Mendel studied at the local Talmud Torah in Vișeu de Sus, before continuing to study at various Yeshivas in Northern Romania and Czechoslovakia, including the Yeshiva of Siget.

==Career==
In the 1920s, Elefant immigrated to Rio de Janeiro in order to save money towards his upcoming marriage. While in Rio, Elefant published poems and literary articles in local journals and newspapers.

Returning to Czechoslovakia, Elefant worked as a journalist in Yiddish newspapers in the cities of Munkács and Košice. Elefant also worked as editor for the weekly newspaper "Der Kantshik" in Košice, as well as "Der Fackl" from 1929 and "Dus Yiddishe Vort" from 1933. in Košice, named in Hungarian "zsidó szó", which was well known at the time.

During the late 1930s, Mendel was a journalist for a Yiddish newspaper in Lwów, Poland (present-day Ukraine).

==World War II==
During the Nazi invasion and the outbreak of World War II, Mendel was on a mission in Warsaw and fled towards Lithuania. His wife and child in Lwów fled to Lithuania as well, and they were reunited in Vilnius. Mendel had been walking in the snow for a long period of time, he developed gangrene and once he arrived in Vilnius – the doctors had to amputate his toes, among other things.

Later, his health continued to deteriorate, and he could not continue to run and was caught by the Germans. The year of death is estimated at 1942.

His wife, Ilonka Elefant, and his young son who was approximately 10 years old, continued to run until they were eventually intercepted by the Germans and were taken to a concentration camp. Upon arrival at the camp, a Nazi officer noticed the boy who was very handsome and had light blonde hair and blue eyes, and was a talented violinist. He took the boy to his house as a companion for his own son who was his age.

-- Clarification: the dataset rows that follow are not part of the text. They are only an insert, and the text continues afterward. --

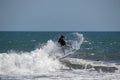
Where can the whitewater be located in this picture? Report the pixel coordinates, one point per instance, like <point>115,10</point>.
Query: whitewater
<point>40,64</point>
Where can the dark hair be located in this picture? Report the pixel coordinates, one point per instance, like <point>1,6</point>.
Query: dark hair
<point>62,36</point>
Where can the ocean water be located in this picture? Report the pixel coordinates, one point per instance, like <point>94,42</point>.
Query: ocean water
<point>31,56</point>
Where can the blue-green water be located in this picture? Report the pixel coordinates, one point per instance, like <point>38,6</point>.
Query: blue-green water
<point>96,45</point>
<point>31,56</point>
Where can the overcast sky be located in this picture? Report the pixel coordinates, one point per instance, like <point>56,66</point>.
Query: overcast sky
<point>59,15</point>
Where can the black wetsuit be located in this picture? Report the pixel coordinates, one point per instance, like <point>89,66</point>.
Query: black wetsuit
<point>62,42</point>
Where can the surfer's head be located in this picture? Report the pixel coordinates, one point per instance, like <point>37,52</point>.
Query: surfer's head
<point>62,36</point>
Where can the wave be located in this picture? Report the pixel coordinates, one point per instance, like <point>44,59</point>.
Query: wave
<point>36,61</point>
<point>91,65</point>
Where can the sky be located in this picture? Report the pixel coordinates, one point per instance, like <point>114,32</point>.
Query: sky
<point>59,15</point>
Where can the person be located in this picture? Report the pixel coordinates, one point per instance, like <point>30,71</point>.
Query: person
<point>62,42</point>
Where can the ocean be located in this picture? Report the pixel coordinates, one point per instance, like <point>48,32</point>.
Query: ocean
<point>32,56</point>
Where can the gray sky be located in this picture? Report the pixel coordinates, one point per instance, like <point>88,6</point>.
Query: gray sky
<point>59,15</point>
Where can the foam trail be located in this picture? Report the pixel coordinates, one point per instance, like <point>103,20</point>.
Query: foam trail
<point>37,61</point>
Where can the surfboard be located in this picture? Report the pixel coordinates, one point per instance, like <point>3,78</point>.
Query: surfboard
<point>67,54</point>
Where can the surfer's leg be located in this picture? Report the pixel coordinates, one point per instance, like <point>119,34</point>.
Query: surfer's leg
<point>63,50</point>
<point>69,46</point>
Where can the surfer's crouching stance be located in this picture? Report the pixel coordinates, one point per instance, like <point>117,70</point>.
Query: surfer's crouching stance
<point>62,42</point>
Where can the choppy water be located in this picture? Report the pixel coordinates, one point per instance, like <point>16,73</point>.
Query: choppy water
<point>26,56</point>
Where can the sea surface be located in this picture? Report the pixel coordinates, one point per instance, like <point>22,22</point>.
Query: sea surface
<point>32,56</point>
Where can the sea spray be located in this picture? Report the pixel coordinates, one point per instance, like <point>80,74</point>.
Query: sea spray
<point>36,61</point>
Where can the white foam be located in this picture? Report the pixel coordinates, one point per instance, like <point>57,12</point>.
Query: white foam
<point>36,61</point>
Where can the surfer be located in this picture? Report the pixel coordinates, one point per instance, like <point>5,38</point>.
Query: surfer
<point>62,42</point>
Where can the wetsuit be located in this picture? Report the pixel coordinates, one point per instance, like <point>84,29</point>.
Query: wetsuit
<point>62,42</point>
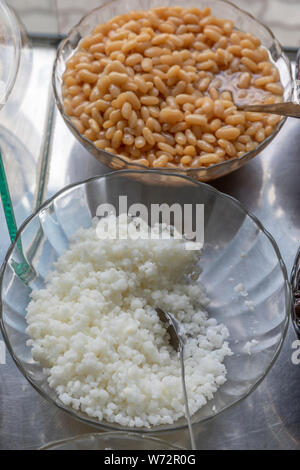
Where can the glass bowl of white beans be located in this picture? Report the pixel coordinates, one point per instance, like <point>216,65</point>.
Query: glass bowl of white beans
<point>156,86</point>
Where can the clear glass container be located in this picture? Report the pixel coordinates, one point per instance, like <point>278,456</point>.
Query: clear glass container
<point>221,8</point>
<point>10,50</point>
<point>237,249</point>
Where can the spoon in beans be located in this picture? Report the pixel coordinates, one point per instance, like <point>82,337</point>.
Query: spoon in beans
<point>289,108</point>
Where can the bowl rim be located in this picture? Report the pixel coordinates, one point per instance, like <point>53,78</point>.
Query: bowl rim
<point>139,437</point>
<point>131,164</point>
<point>14,27</point>
<point>215,192</point>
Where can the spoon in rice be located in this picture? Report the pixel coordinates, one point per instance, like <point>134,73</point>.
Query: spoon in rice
<point>177,342</point>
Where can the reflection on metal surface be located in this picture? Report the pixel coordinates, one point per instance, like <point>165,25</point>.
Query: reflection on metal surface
<point>268,186</point>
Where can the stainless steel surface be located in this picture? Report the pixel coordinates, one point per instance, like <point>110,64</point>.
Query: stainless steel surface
<point>269,186</point>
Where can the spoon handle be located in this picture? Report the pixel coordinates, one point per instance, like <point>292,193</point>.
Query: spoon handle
<point>186,403</point>
<point>288,109</point>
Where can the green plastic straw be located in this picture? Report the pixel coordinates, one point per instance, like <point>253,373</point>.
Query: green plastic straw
<point>7,203</point>
<point>22,269</point>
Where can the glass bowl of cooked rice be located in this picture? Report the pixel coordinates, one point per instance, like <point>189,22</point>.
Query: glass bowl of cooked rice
<point>152,84</point>
<point>77,307</point>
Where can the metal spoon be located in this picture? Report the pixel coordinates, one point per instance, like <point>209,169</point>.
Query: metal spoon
<point>177,343</point>
<point>288,108</point>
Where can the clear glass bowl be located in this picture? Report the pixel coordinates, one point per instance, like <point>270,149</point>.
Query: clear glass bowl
<point>237,250</point>
<point>295,282</point>
<point>10,50</point>
<point>111,441</point>
<point>221,8</point>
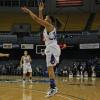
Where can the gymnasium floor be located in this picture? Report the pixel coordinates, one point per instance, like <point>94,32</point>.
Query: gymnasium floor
<point>69,89</point>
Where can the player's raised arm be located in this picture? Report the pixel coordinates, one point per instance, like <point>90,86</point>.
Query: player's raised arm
<point>4,55</point>
<point>37,19</point>
<point>41,8</point>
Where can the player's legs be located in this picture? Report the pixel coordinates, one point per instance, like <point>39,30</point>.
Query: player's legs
<point>52,58</point>
<point>30,73</point>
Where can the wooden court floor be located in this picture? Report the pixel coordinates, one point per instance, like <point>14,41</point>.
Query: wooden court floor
<point>69,89</point>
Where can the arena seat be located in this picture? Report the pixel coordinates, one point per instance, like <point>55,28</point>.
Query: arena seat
<point>73,22</point>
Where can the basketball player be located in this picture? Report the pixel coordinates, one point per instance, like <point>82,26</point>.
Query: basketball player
<point>52,50</point>
<point>4,55</point>
<point>25,62</point>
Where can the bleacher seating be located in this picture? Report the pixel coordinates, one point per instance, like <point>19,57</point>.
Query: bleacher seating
<point>8,38</point>
<point>73,22</point>
<point>7,20</point>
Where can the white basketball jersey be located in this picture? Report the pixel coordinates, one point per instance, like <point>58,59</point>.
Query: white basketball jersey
<point>50,38</point>
<point>26,60</point>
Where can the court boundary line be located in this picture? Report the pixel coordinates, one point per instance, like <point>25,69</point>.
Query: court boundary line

Ilonka Elefant perished in the camps, but managed to smuggle out a letter to her sister in hiding through a non-Jewish woman who worked at the camp every day, telling her what had befallen her son.and asking that she find him once the opportunity arose.

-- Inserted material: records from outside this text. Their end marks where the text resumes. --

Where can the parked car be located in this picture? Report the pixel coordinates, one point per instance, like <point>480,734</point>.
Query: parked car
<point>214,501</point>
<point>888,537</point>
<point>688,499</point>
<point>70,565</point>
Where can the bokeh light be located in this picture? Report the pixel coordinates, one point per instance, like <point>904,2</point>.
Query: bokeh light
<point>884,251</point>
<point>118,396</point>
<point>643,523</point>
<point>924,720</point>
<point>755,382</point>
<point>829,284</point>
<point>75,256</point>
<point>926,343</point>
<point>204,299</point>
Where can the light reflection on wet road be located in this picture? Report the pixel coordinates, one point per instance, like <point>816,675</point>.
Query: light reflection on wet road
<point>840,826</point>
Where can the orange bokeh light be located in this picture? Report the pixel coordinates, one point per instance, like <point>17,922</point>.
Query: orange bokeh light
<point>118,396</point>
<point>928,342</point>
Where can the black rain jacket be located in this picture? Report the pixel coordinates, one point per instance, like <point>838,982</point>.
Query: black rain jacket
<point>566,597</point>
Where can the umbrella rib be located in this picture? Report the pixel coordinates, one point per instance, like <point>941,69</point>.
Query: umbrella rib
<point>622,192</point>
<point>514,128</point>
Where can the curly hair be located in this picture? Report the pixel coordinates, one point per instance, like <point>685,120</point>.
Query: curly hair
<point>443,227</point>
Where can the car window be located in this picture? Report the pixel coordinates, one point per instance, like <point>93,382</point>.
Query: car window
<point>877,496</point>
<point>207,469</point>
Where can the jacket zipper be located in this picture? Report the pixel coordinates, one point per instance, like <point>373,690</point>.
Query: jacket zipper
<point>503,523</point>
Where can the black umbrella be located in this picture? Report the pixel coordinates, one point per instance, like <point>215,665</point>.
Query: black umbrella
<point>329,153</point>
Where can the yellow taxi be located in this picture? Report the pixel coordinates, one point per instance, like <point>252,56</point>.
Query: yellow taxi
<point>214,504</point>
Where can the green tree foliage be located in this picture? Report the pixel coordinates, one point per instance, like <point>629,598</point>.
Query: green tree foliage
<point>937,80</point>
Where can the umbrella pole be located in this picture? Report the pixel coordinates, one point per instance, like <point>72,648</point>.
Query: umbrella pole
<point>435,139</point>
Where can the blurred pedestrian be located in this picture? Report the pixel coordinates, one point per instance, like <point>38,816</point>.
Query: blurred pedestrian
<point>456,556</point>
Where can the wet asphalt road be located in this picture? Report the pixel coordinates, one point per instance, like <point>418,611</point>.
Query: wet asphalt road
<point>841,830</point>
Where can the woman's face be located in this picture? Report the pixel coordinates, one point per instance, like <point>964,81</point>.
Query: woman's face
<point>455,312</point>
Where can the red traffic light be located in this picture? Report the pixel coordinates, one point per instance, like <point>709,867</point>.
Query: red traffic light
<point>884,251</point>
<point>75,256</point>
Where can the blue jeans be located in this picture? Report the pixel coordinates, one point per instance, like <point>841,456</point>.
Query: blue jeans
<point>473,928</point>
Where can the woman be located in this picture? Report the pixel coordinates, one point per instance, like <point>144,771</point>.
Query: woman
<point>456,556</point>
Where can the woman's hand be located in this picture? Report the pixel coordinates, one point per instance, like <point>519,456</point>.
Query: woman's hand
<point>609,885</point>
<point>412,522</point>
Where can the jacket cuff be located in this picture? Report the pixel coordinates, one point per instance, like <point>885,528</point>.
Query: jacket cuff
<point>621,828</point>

After the War, Ilonka's sister went to wealthy relatives in South America and they hired private investigators who were able to trace this Nazi Officer from camp to camp, but ultimately lost track of him when the war ended and the camps dissolved. No one knows what happened to the child, and it was assumed that the Nazi officer had eventually killed him.

==Personal life==
Elefant married Ilonka Elefant, with whom he had a son (known fondly as "Pindichku").